By Kate Jackman-Atkinson, Editor, myWestman.ca
NEEPAWA, Man. — After dramatically transforming one industry after another, the online revolution has come for the retail sector. The number of Canadians shopping online has been rising, which has led to great handwringing about what this means for the retail sector. You can’t blame them, we’ve all seen the impact the internet had on buying things like air travel and movie rentals.
Retail e-commerce has been rising and in 2018, it accounted for $18 billion of sales, or 2.9 percent of total retail sales in Canada. Interestingly, about one-quarter of those sales took place in the holiday shopping season. Less than 10 years ago, in 2010, Statistics Canada figures showed that Canadians placed about 114 million online orders, totalling $15.3 billion. These trends aren’t expected to turn around; by 2021, Canadian retail e-commerce is expected to rise to $29 billion. In the U.S., online shopping accounts for almost 10 percent of all retail sales and is forecast to reach 20 percent by 2025.
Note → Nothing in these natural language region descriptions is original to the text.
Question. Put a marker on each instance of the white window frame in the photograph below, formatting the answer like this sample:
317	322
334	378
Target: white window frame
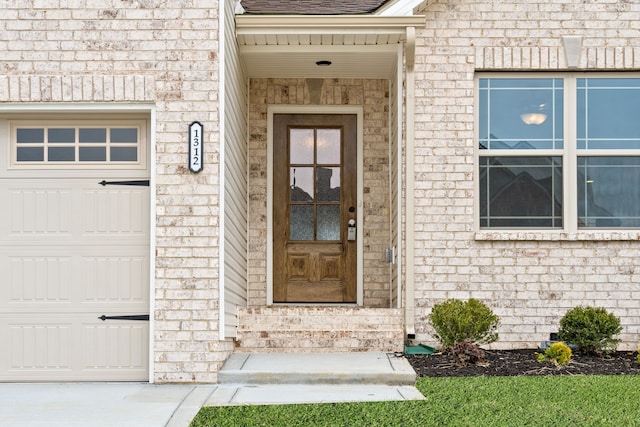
569	154
45	123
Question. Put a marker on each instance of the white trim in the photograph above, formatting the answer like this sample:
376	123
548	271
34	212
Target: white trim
222	16
325	24
316	109
410	192
570	230
152	234
399	146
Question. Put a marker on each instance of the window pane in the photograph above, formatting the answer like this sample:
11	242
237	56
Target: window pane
124	154
93	154
521	114
61	154
301	145
328	184
609	192
29	136
608	113
301	222
93	135
328	222
124	135
329	146
521	192
30	154
58	135
301	184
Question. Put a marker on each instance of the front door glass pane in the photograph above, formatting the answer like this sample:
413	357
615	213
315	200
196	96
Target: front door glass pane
301	222
301	146
314	183
328	146
328	222
301	184
328	184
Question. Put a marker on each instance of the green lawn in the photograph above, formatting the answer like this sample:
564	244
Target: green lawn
477	401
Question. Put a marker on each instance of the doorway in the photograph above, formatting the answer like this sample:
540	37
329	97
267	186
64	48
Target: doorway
315	208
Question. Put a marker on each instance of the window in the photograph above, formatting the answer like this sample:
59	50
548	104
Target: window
559	152
64	143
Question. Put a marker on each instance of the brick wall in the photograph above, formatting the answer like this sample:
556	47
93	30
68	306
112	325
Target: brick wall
529	279
373	96
320	329
163	54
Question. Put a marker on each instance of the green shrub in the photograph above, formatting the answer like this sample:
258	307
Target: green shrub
590	329
558	353
455	321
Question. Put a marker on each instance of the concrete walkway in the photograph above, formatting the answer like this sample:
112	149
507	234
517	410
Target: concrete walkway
246	379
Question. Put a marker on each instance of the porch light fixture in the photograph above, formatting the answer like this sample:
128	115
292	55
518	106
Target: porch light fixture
535	115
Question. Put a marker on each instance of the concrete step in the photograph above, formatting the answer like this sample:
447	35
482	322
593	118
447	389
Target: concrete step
317	368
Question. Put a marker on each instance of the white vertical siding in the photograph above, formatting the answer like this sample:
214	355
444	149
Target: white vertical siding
395	177
234	154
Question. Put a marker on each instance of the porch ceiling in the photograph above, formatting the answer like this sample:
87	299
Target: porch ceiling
290	46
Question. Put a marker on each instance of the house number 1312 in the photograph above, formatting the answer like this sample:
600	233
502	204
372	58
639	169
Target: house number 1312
195	147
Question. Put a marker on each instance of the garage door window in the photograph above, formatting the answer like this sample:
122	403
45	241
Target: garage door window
63	144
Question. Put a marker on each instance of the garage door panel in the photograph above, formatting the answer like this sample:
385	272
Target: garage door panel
102	282
108	211
45	345
70	252
44	279
78	347
38	213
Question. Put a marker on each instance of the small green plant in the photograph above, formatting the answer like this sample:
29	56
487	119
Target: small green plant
590	329
455	321
557	353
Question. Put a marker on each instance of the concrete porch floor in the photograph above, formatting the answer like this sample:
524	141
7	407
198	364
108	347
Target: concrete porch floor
281	378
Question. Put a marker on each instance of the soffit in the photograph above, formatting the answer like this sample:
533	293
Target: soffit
319	7
289	46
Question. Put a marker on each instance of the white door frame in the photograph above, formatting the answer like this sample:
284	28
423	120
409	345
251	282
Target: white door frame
316	109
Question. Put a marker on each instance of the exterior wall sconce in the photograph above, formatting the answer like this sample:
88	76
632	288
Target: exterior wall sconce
535	115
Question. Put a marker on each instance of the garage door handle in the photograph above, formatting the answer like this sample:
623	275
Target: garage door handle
141	183
130	317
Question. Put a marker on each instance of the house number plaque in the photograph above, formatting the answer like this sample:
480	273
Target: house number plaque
195	147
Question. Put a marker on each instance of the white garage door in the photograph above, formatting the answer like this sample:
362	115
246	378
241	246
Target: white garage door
71	252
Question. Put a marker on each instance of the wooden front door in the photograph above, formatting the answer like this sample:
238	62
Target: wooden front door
314	208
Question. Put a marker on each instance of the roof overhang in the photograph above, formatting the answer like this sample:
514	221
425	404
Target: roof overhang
288	46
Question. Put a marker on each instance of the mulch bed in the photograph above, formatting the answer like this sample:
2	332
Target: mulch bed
523	362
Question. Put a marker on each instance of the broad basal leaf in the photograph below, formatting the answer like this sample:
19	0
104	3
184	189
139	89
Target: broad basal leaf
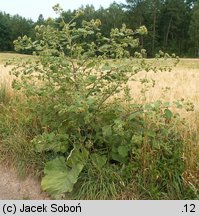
61	175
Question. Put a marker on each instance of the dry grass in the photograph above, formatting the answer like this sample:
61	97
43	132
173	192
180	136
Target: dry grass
182	82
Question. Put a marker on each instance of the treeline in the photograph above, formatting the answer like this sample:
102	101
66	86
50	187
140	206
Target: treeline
173	25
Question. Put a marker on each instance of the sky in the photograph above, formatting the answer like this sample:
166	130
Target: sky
33	8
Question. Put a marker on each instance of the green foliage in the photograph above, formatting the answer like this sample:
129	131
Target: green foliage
89	128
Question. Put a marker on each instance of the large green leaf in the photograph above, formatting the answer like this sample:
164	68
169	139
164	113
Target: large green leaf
61	175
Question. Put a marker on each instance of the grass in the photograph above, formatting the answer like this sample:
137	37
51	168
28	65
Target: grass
181	83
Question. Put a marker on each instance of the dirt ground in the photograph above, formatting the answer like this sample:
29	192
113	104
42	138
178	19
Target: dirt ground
14	188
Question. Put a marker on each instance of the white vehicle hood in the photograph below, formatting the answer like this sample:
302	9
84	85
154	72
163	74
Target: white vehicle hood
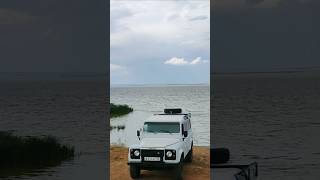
158	142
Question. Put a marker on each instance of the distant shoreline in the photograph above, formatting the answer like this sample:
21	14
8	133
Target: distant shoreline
156	85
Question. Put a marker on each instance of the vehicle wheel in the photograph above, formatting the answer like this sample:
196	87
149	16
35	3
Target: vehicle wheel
134	171
178	169
190	155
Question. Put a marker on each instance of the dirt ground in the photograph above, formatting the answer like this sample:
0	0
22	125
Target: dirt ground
198	169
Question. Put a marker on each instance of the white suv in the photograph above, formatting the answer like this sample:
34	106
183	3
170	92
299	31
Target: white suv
165	143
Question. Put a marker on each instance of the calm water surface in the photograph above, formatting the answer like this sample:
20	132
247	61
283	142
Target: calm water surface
73	111
149	100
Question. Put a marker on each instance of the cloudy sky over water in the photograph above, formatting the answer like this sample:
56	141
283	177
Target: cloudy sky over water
160	42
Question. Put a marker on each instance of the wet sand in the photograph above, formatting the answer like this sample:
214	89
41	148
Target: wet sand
198	169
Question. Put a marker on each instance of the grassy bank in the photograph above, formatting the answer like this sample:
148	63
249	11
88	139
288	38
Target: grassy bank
119	110
28	152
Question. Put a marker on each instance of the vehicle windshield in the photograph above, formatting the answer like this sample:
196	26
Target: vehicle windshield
161	127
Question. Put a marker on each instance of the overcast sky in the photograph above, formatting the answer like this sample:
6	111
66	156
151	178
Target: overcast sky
160	42
53	36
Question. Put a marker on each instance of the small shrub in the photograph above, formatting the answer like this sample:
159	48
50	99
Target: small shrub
119	110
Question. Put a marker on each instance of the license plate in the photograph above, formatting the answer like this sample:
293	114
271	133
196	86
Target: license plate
152	158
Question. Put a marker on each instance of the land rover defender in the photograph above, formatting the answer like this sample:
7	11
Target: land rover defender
165	142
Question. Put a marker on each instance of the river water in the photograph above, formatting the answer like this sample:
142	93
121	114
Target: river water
72	111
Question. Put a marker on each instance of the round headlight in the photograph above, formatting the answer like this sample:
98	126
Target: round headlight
136	153
169	154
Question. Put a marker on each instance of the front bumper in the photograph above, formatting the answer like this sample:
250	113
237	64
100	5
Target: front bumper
154	165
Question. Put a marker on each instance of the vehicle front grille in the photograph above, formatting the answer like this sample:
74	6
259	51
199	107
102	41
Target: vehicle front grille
152	153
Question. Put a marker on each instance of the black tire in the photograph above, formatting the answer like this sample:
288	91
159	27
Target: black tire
190	155
134	171
178	169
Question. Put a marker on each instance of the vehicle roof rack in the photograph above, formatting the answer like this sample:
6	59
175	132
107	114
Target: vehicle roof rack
173	111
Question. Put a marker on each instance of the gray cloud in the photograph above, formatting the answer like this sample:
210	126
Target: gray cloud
198	18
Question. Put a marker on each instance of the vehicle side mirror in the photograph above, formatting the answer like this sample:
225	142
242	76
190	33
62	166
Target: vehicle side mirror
185	133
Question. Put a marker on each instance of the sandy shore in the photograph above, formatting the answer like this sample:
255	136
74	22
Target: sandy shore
198	169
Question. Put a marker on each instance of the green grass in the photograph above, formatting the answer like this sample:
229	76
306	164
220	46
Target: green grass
119	110
32	152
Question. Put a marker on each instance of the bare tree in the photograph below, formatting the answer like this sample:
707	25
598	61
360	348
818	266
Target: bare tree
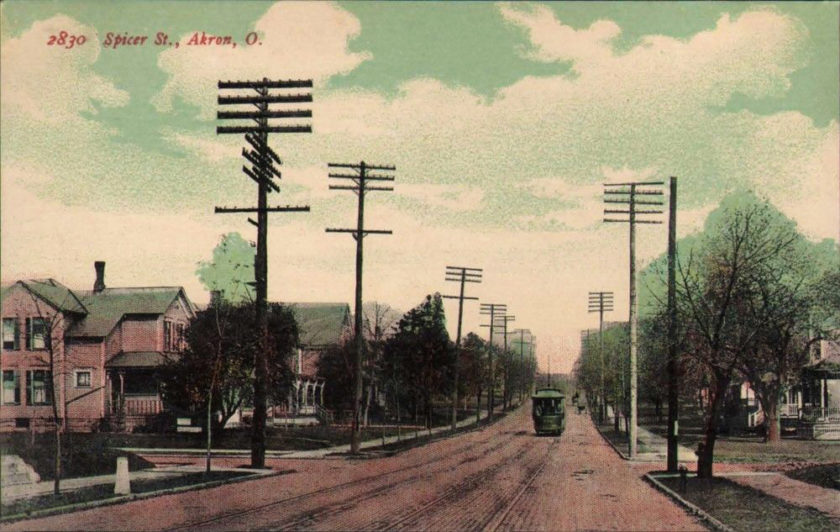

While these trends may be concerning to those in chain retail and commercial real estate, could it be a good thing for rural economies? I think it might.
Business owners in most rural communities recognize that they can’t be all things to all people. At some point, everyone will have to go to Brandon, or Dauphin, or Winnipeg to get some widget that they can’t buy locally. Once they’re there, they’ll spend money on things they could have bought at home, since they’re there anyway. But what if it didn’t have to be that way?
With online shopping, rural residents can buy almost all the stuff they can’t get locally and have it delivered to them. They save time and money and haven’t bought groceries, gas and meals out of town, “Since they were there anyway.” For me, online shopping has significantly cut down on the number of out of town trips I have to make. A certain amount of money will flow outside a rural community, that’s inescapable, but any opportunity to minimize it is a win.
Rural communities also have a lot to gain from the shift to online shopping, because it allows their businesses to reach shoppers far beyond their physical trading area. Especially true for unique or niche businesses, being able to sell to those beyond your community can make a business not only viable, but successful. When you’re selling online, being in a small rural community isn’t a disadvantage — as long as your customers can reach you virtually, it doesn’t matter where you’re located. For an ambitious small business owner in a rural community, the rise of online shopping is a huge opportunity and has created a whole segment of businesses that wouldn’t otherwise be able to exist. E-commerce has meant that entrepreneurs don’t have to choose between rural life and their business dreams.
As an added spin-off, the move to online shopping has the potential to help ease real estate crunches in Canada’s hottest markets. In-person shopping requires stores to be near people, but online shopping distribution warehouses are typically located in areas not considered to be prime real estate. Many shopping mall owners recognize this and RioCan Real Estate Investment Trust, which was previously the country’s largest real estate income trust (REIT), is in the process of tearing up some of its malls to redevelop the land into apartments.
If these trends hurt Canada’s commercial real estate barons, I’m not overly concerned. For rural communities, I think the upside potential is greater than the downside. I am excited to see what the growth of online shopping will mean for rural residents and entrepreneurs.